The goal is to make a safe space
When you must move on from being assertive to de-escalating, use these five techniques with the safety of yourself and others as the priority.
- Ground yourself. Take a deep breath and think about the situation at play — and your goal. “This is not an opportunity to win an argument,” says Fosse. “This is not the time to convince someone that the LGBTQIA program they’re protesting is important. The goal is not to change minds but to create a safe space and not have someone screaming.”
- Assess for safety. Is there a weapon present? Are you dealing with one angry person or a crowd? Do you need to call in security or outside reinforcements?

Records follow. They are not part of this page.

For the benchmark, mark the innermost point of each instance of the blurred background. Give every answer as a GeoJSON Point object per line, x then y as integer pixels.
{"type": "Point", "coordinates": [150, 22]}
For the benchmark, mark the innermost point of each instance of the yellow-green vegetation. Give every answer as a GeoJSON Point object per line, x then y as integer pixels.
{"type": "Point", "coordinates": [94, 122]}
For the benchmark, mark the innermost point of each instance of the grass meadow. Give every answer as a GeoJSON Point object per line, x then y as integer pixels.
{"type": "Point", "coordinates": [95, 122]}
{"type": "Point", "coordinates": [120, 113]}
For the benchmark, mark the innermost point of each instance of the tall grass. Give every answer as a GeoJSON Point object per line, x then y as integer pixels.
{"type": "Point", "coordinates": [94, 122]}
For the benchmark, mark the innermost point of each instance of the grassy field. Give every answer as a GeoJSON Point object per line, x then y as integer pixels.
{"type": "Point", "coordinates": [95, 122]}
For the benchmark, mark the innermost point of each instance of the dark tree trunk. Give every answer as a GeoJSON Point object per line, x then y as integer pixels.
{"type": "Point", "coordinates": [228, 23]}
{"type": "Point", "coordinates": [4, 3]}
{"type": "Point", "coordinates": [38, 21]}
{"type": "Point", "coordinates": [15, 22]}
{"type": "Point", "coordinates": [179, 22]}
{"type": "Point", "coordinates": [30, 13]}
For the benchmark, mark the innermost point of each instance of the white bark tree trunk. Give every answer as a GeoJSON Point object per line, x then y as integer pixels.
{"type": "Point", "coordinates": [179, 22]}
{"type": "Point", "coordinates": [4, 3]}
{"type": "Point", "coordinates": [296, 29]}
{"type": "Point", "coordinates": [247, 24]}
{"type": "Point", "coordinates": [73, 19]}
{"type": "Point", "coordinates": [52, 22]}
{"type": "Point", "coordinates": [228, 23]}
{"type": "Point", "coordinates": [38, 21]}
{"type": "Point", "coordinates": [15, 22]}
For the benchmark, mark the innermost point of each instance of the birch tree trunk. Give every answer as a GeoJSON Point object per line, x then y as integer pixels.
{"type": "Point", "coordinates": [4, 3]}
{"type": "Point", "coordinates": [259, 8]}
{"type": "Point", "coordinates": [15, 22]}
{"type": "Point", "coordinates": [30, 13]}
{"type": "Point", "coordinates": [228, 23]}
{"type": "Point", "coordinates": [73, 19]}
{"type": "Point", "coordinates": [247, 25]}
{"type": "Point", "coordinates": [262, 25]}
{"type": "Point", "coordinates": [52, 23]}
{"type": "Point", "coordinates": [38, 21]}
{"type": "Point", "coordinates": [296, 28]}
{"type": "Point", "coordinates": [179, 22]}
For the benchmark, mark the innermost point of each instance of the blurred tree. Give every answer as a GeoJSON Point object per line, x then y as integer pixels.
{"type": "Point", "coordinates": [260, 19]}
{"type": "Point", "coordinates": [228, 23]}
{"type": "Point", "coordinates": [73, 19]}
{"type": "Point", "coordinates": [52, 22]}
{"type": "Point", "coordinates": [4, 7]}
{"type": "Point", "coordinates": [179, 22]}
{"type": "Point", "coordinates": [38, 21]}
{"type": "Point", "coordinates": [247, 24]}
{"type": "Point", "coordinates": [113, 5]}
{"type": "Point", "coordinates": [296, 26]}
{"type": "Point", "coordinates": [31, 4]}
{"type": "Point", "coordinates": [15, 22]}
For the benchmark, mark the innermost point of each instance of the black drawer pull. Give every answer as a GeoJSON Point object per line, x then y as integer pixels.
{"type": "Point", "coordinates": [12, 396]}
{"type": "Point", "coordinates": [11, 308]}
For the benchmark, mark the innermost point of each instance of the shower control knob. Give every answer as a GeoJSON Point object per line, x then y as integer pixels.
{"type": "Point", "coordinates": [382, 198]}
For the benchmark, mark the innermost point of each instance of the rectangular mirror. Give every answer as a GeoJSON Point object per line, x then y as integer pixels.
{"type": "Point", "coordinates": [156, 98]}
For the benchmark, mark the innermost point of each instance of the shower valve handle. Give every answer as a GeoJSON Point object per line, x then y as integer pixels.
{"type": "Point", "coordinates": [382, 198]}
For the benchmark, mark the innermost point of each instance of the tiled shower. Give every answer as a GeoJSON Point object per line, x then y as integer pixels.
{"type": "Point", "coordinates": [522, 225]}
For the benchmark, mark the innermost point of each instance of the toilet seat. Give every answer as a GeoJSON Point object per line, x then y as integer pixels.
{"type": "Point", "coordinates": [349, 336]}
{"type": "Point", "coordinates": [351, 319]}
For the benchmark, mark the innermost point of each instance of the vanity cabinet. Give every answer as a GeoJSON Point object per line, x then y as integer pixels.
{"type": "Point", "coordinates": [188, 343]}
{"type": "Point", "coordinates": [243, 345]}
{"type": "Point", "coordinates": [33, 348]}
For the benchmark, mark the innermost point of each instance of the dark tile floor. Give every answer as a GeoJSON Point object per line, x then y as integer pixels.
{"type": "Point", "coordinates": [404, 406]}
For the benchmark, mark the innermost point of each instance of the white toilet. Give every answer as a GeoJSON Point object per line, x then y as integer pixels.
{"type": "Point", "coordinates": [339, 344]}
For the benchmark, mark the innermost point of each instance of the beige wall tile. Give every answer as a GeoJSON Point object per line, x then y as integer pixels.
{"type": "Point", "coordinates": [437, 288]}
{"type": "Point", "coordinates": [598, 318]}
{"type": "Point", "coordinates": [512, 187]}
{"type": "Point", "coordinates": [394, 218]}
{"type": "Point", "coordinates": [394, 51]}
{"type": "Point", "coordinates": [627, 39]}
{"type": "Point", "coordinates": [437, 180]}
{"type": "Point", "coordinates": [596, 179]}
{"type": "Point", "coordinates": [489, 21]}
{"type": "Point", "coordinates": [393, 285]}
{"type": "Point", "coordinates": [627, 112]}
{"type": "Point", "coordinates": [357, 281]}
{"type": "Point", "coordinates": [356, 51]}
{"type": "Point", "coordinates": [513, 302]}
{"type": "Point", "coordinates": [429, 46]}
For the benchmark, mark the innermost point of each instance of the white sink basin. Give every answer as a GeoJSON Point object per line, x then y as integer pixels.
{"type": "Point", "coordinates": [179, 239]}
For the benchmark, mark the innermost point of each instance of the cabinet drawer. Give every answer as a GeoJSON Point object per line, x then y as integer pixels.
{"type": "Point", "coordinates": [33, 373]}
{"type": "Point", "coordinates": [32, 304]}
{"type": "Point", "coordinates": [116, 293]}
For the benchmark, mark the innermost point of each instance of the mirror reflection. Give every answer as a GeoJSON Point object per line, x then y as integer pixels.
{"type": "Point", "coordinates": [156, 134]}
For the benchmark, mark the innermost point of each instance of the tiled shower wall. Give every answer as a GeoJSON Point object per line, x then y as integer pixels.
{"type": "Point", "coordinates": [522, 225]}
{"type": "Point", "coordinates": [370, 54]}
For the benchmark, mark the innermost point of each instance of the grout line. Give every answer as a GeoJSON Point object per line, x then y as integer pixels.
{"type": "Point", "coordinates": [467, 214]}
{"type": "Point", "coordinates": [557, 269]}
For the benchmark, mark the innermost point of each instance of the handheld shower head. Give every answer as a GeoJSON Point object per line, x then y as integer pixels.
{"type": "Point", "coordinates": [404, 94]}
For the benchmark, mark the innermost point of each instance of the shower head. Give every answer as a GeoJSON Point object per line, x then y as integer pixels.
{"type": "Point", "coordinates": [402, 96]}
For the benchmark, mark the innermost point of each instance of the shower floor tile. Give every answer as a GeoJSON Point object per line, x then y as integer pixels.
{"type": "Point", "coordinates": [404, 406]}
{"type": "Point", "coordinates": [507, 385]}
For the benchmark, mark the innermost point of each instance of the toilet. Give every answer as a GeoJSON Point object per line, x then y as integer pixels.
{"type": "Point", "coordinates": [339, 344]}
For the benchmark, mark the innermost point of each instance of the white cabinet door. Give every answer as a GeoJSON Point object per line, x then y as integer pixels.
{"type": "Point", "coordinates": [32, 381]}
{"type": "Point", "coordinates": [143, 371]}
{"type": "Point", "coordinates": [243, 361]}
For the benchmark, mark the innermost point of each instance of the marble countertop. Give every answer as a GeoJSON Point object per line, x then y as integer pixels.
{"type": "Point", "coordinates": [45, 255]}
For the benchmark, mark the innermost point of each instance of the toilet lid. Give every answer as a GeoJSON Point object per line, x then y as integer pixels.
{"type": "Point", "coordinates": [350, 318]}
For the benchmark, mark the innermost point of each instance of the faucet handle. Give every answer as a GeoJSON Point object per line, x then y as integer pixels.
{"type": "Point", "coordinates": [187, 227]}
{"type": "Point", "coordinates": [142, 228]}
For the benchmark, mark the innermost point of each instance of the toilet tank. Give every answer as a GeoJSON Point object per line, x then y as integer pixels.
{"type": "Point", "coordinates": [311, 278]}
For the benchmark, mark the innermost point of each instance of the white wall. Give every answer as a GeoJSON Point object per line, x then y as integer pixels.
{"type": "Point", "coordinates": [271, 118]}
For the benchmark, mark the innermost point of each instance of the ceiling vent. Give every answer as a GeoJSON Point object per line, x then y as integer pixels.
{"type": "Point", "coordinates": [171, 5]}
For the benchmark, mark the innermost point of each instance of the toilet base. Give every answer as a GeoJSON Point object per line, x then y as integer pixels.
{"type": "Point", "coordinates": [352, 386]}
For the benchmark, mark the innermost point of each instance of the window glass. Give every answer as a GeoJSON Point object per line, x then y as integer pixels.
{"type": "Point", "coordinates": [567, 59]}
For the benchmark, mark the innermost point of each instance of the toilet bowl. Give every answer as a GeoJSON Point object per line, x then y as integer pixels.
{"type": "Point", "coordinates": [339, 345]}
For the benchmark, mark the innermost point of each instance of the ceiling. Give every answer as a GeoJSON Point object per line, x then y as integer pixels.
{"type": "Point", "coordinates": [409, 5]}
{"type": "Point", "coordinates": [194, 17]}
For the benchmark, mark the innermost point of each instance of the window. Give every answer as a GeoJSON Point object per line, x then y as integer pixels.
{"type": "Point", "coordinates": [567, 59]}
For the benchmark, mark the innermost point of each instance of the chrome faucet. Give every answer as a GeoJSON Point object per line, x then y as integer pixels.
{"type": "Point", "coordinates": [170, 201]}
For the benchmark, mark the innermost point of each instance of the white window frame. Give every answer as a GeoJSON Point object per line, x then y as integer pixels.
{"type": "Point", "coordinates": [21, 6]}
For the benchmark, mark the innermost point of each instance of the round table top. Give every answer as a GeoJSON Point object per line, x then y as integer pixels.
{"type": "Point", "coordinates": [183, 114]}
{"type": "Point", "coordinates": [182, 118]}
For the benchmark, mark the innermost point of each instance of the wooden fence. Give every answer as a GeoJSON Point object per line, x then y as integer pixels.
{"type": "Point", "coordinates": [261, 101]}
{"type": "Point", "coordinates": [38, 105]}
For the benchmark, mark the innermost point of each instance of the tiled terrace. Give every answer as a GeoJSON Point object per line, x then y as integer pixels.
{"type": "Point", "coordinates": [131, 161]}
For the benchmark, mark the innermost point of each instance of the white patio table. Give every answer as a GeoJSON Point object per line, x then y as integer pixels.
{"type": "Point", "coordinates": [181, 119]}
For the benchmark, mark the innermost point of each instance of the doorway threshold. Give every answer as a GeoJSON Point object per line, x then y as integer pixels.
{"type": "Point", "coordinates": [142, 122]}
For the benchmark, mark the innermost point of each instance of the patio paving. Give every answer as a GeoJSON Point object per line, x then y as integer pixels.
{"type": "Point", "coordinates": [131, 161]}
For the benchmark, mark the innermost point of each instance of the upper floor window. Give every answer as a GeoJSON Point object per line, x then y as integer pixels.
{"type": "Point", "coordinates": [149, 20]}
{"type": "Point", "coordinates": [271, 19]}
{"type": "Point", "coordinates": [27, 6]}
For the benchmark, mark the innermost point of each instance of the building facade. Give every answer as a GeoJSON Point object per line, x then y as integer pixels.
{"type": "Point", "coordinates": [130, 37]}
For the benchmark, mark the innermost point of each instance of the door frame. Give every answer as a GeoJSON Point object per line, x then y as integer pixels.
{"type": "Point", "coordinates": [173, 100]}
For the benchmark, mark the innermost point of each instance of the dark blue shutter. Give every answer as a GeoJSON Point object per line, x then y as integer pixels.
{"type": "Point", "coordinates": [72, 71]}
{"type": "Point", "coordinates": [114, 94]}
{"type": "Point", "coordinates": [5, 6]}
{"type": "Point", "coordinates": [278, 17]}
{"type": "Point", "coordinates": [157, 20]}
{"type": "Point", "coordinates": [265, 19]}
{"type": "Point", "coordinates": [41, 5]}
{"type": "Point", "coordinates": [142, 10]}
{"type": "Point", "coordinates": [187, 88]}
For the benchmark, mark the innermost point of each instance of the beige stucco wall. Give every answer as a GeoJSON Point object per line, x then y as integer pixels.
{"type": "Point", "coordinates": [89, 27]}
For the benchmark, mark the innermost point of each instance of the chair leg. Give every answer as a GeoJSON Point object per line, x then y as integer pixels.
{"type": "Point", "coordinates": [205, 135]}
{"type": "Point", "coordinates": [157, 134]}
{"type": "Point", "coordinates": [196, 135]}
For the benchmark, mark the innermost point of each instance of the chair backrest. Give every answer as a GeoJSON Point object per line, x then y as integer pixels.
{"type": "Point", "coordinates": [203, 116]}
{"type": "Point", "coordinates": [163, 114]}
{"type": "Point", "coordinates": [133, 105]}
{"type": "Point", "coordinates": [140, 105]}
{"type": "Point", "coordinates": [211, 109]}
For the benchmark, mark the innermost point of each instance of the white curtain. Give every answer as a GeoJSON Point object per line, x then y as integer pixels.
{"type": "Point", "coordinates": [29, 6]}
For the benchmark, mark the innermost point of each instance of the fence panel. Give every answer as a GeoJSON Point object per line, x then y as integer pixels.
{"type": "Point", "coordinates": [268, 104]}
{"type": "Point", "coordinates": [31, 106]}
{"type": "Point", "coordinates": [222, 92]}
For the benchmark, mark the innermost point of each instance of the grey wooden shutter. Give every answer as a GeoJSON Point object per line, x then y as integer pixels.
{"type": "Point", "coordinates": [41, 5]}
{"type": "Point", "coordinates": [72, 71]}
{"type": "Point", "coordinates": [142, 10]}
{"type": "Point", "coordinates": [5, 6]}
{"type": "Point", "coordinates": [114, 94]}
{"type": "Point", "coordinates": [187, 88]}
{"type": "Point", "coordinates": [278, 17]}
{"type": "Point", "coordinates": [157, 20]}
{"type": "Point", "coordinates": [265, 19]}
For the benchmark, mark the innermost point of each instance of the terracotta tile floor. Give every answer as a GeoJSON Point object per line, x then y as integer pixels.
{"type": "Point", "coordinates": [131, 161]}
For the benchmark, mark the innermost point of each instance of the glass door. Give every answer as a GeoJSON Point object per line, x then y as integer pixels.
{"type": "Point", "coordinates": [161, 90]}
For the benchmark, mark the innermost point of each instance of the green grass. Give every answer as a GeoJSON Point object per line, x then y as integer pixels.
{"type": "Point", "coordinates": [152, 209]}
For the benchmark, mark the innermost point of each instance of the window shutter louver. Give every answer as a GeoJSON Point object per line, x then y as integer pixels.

- Show that you are calm. “You can do this through body language by nodding your head and holding your hands in front of your body,” says Fosse. “Demonstrate that you’re not here to argue back.”
- Ask, listen and empathize: Agree with what you can, listen, and empathize with what you can. If you have a solution, offer it.
- Have the person exit. The escalated person might storm out on their own, and that’s a perfectly fine way to conclude the situation, or they may want to lodge a complaint, or they may calm down.
Give the person an alternate way to have their opinions heard
Let’s say you have a program coming up that might be met with disruptors. “Have a staff member in the audience to scope out any escalated patrons,” suggests Fosse. “Have the staff member speak with this person, bring them to the side and say, ‘Hey, it seems like you have a lot of concerns about this topic or this speaker, do you want to talk about them with me? Let’s step outside of the room to talk.’”
You can also let the escalated person know that they are being heard by writing their concerns down. “Don’t argue, stick to listening,” says Fosse. “If you’re talking a lot, you’re probably not de-escalating. Hopefully, they will leave on their own accord once they feel like they’ve been properly listened to.”
Practice being assertive with the small stuff
“Library staff already have amazing skills in being assertive,” says Fosse. But if you are a person who gets flustered easily in these situations, post a sticky note nearby with common phrases to practice or keep it on-hand to read from. “Giggling and freezing up is a normal reaction,” says Fosse. “I would suggest practicing your assertiveness by making use of low-level situations, such as telling patrons to wear headphones while on the computer or asking them to take a phone call outside. Once you get those mastered, it’ll be easier to be more assertive in other situations.”
You are at the library to be a librarian and do your job – make that clear. Remember that you are allowed to set boundaries, you are allowed to enforce library policies, and if you must tell someone to leave, you have the right to do so.
Memorize some go-to phrases
The following phrases are easy to remember and effective to use in a variety of library programming situations.
- “Sounds like you have a lot of concerns. Let’s talk about them.”
- “I can only answer library-related questions.”
- “That’s not allowed here.”
- "That’s not OK.”
- "It’s not OK to talk to people like that.”
- “If you keep doing that, I will have to ask you to leave the library.”
“The work librarians do is essential,” says Fosse. “We want to keep them safe, the patrons safe and keep libraries a welcoming space for everybody. Just know that when you’re in the midst of conflict, you are doing the best with what you have.”